Seems like every cool story about an animal evolving or adapting to a specific environment ends with capitalism either cutting them down or soon to be doing so in some fashion. Would be interesting to see what homo sapiens might look like if populations had more time and space to develop independently without global capitalism swooping in to unite everything and everyone under the same horrible umbrella. It's also fucked up these folks don't have their rights.
posted by GoblinHoney at 9:45 AM on October 11 [4 favorites]


I love this not just because it is clearly very awesome but also because I feel like Hippocrates would be very excited about this.
posted by poffin boffin at 10:01 AM on October 11 [1 favorite]


I wish there were more detail about why larger spleens would be an advantage when diving - is there a plausible hypothesis for that, or is it just something that was different between this group and another, and therefore might be explanatory?
posted by Salvor Hardin at 10:25 AM on October 11


Seems like it based on previous studies showing aquatic mammals having enlarged spleens to help deal with blood oxygen stuff. Some whales even have up to 14 (!) spleens. So I think they're going off other animal studies, not just what's different between the Bajau and other populations.
posted by GoblinHoney at 10:46 AM on October 11 [2 favorites]

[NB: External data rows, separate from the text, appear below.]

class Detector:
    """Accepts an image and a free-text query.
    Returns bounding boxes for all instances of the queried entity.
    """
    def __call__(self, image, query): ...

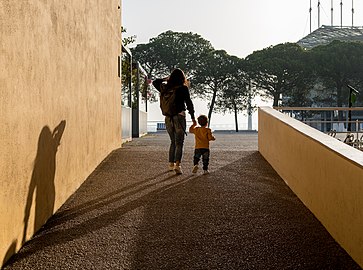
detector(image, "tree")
[312,40,363,107]
[246,43,309,106]
[192,50,239,124]
[132,31,214,78]
[215,56,254,132]
[121,26,136,46]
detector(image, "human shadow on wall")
[22,120,66,243]
[2,240,18,265]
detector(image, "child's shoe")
[168,162,174,171]
[192,164,199,173]
[174,165,183,174]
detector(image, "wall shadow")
[22,120,66,244]
[2,240,18,265]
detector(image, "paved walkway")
[4,133,361,270]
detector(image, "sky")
[121,0,363,129]
[122,0,363,57]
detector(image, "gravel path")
[4,132,361,270]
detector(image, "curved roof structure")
[297,25,363,49]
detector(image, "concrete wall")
[258,107,363,267]
[0,0,121,266]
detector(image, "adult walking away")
[153,68,196,174]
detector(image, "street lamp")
[347,84,359,132]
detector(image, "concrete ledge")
[258,107,363,267]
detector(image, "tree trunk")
[208,89,217,127]
[273,92,280,107]
[233,102,238,132]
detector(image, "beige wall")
[258,108,363,267]
[0,0,121,266]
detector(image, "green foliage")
[121,26,136,46]
[132,31,213,78]
[246,43,311,106]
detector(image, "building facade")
[0,0,122,266]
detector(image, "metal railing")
[274,107,363,151]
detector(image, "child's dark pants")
[194,148,210,170]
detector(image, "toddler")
[189,115,216,174]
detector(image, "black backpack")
[160,87,178,116]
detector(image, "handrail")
[273,106,363,111]
[273,107,363,151]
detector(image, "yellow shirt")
[189,126,216,149]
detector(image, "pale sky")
[122,0,363,129]
[122,0,363,57]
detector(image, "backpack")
[160,87,178,116]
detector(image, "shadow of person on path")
[22,120,66,244]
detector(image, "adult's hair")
[198,114,208,127]
[167,68,186,87]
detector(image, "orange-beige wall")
[258,107,363,267]
[0,0,121,266]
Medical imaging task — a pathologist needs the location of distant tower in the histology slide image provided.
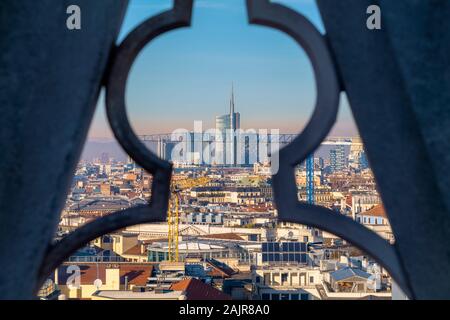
[216,85,241,165]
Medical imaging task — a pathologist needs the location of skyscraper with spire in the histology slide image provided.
[216,84,241,166]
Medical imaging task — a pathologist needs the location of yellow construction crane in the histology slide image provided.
[167,177,211,262]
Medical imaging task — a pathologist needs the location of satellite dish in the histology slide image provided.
[94,279,103,290]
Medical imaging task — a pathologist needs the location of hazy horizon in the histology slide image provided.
[89,0,357,141]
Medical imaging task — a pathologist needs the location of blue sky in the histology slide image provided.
[90,0,356,138]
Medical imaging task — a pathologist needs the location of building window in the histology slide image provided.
[281,293,289,300]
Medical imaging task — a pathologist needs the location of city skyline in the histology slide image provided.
[89,0,357,140]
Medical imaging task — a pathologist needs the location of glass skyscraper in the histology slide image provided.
[215,86,241,166]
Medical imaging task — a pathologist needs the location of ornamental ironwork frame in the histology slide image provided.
[31,0,432,298]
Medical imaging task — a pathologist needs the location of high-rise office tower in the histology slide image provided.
[330,145,346,172]
[215,86,241,166]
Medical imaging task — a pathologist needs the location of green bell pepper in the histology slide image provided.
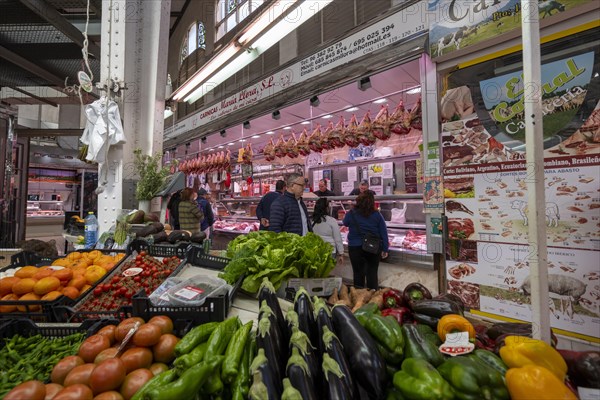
[394,358,454,400]
[402,324,444,367]
[438,356,510,400]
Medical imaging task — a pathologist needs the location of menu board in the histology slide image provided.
[441,53,600,342]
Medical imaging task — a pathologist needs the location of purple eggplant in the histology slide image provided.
[258,277,290,343]
[323,326,359,399]
[331,305,387,399]
[294,286,319,344]
[286,347,317,400]
[323,353,354,400]
[256,315,286,393]
[248,348,282,400]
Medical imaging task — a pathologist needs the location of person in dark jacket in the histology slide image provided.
[167,189,183,230]
[269,174,311,236]
[313,179,335,197]
[343,192,389,290]
[256,180,286,231]
[348,179,375,196]
[197,188,215,239]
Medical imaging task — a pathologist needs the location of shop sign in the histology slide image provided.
[428,0,597,59]
[165,3,427,138]
[441,53,600,343]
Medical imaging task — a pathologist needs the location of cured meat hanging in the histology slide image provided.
[343,114,359,147]
[372,104,392,140]
[356,111,377,146]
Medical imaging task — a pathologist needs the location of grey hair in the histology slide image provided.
[285,173,302,188]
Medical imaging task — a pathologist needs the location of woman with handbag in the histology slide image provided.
[343,192,389,289]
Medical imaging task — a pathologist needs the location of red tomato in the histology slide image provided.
[4,381,46,400]
[121,368,154,400]
[90,358,126,394]
[78,334,111,363]
[52,383,94,400]
[50,356,85,385]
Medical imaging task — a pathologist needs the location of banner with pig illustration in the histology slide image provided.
[427,0,596,59]
[441,44,600,343]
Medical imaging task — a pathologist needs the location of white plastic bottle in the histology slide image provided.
[85,211,98,249]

From the last article "When people plunge into water, they respond with the so-called diving reflex: the heart rate slows and blood vessels constrict as a way to shunt blood to vital organs. The spleen also contracts, squirting a supply of oxygen-rich red blood cells into the circulation. An enlarged spleen seems to function like a bigger scuba tank."
posted by zeoslap at 11:00 AM on October 11 [3 favorites]

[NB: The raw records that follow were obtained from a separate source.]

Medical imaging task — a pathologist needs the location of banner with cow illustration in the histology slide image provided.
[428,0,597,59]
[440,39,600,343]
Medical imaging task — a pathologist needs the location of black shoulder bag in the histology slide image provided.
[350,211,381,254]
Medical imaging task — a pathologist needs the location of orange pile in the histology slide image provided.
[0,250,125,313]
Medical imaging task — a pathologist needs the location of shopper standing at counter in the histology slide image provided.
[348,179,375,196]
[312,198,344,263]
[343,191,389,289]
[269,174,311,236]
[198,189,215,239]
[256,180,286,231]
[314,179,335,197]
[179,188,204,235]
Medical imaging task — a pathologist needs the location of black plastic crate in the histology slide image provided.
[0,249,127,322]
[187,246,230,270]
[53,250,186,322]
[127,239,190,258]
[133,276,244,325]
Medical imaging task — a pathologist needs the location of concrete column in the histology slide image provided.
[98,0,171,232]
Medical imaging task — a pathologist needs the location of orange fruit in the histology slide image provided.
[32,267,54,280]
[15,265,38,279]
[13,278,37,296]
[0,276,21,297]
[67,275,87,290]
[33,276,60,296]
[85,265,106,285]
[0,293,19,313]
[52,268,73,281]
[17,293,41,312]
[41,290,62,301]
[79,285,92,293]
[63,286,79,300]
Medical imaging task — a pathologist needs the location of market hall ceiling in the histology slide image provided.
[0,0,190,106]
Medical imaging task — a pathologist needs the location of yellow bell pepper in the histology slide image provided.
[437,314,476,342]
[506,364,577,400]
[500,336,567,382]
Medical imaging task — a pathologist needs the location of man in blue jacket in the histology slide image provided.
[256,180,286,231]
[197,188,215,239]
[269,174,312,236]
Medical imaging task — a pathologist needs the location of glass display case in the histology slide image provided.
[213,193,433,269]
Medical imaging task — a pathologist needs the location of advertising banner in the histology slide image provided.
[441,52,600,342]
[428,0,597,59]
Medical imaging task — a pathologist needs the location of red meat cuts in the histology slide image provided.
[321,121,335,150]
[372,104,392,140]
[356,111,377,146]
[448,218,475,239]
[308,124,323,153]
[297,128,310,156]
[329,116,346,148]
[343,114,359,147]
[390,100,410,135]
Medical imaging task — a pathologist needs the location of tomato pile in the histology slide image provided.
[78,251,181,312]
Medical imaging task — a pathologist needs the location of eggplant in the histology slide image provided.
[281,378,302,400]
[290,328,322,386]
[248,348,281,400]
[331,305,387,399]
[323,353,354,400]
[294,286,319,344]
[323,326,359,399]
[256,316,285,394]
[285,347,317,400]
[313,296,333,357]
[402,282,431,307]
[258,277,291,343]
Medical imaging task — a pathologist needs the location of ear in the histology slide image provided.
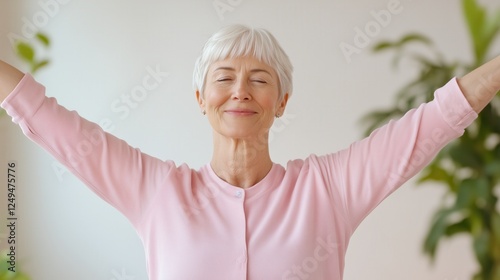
[196,90,205,111]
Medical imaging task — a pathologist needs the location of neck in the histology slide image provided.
[210,131,273,189]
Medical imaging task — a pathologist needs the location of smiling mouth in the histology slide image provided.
[224,109,257,116]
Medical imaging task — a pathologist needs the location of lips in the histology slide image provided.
[224,109,257,116]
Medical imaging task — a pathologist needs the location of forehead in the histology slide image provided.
[209,56,276,76]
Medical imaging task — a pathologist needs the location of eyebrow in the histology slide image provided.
[214,66,272,76]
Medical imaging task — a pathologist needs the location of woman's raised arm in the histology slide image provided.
[458,56,500,113]
[0,60,24,103]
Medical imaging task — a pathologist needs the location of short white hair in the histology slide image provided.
[193,24,293,100]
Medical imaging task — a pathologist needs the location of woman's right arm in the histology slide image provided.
[0,59,175,228]
[0,60,24,103]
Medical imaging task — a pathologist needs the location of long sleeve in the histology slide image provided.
[319,79,477,231]
[2,74,174,226]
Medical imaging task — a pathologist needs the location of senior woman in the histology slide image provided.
[0,25,500,280]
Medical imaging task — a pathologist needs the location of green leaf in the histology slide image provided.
[450,138,483,169]
[373,41,394,52]
[473,230,491,267]
[31,59,50,74]
[36,32,50,47]
[446,218,470,237]
[455,179,477,209]
[462,0,500,65]
[398,33,432,46]
[16,42,35,63]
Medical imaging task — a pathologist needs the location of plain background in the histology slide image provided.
[0,0,500,280]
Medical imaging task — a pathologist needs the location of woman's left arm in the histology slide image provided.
[457,56,500,113]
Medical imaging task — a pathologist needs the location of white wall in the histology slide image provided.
[0,0,499,280]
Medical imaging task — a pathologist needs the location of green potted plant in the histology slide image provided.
[362,0,500,280]
[0,32,50,117]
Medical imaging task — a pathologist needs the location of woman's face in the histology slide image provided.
[196,57,288,139]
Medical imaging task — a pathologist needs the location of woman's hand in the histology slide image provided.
[458,56,500,113]
[0,60,24,103]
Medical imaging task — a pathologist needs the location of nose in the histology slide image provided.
[232,81,252,101]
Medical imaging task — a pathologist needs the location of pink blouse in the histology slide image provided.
[2,75,477,280]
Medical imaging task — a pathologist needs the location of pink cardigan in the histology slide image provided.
[2,75,477,280]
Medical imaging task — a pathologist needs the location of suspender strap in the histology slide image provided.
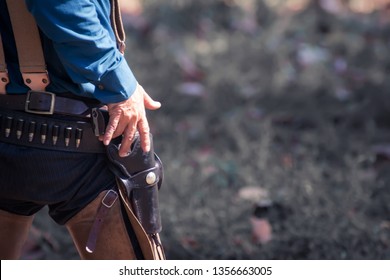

"The spleen also contracts, squirting a supply of oxygen-rich red blood cells into the circulation. An enlarged spleen seems to function like a bigger scuba tank."

Excuse me, scuba tanks squirt blood? I have been woefully misinformed by The Undersea World of Jacques Cousteau.
posted by Quindar Beep at 1:04 PM on October 11 [3 favorites]

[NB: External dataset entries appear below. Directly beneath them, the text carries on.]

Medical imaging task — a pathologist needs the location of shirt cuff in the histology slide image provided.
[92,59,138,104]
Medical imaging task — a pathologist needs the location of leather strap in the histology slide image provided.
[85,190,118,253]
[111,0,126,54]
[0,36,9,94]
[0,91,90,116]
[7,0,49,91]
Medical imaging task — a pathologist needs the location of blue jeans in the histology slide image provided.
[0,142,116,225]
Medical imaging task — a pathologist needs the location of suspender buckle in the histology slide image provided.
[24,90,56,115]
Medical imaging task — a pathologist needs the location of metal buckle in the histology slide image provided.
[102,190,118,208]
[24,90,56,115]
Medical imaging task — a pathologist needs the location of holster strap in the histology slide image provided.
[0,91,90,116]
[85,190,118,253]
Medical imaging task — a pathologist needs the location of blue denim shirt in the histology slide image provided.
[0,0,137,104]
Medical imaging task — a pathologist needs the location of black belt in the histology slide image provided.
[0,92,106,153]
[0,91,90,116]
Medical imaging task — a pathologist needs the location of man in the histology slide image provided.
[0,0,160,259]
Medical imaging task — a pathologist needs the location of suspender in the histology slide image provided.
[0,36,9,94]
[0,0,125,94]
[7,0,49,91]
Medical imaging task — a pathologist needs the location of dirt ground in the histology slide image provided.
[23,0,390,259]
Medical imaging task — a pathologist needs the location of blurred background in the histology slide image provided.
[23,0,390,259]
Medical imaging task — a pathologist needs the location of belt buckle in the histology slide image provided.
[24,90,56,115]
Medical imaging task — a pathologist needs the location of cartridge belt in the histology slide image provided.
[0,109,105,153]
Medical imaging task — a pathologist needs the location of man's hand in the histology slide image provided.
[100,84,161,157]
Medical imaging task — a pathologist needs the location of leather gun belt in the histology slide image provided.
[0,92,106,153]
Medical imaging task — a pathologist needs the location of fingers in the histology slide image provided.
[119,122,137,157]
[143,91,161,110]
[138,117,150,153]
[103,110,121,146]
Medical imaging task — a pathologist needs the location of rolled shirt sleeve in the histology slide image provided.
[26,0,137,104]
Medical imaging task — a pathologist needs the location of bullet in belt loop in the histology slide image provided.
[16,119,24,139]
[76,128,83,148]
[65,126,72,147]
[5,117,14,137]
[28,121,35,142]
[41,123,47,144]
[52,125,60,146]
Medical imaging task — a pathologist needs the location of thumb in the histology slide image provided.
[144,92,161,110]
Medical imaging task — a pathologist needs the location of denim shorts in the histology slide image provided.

More from Ed Yong: How Asia's Super Divers Evolved for a Life At Sea
One gene, known as PDE10A, stood out. It does many things, but it’s especially active in the thyroid gland, and controls the release of hormones. The version of PDE10A that’s common in the Bajau is associated with higher levels of thyroid hormones, and those hormones, in turn, make spleens grow bigger—at least, in rodents. This might explain why the Bajau have such large spleens, and thus, such extraordinary breath-holding skills. “This shows, for the first time, that there may be a genetic background to the spleen response in humans,” says Schagatay, who was not involved in the study.

PDE10A is only part of the story. Ilardo’s team also found signs of adaptation in other genes, which they now plan to study further. One of these, BDKRB2, is the only gene that’s been previously linked to diving in humans. It affects the constriction of blood vessels in the extremities, and so controls how much oxygen reaches the core organs like the brain, heart, and lungs.

Another candidate, FAM178B, influences the levels of carbon dioxide in the blood—which is also an important factor to control when holding one’s breath. The version of FAM178B that’s common in the Bajau seems to have come from the Denisovans, a group of ancient hominids who lived in Asia. It’s clear that when modern humans entered Asia, they had sex with Denisovans and inherited some of their DNA. One Denisovan gene provides modern Tibetans with a crucial adaptation that allows them to survive at high altitudes. It’s possible that another gives the Bajau an advantage underwater. “But we haven’t confirmed that yet,” says Ilardo. “We need to do more analyses.”
Previous posts on the Tibetans and Denisovans.
posted by homunculus at 1:14 PM on October 11 [2 favorites]


(Optional Musical Accompaniment To This Post.)
posted by homunculus at 1:17 PM on October 11


Is there a gene for making or falling for tautological arguments?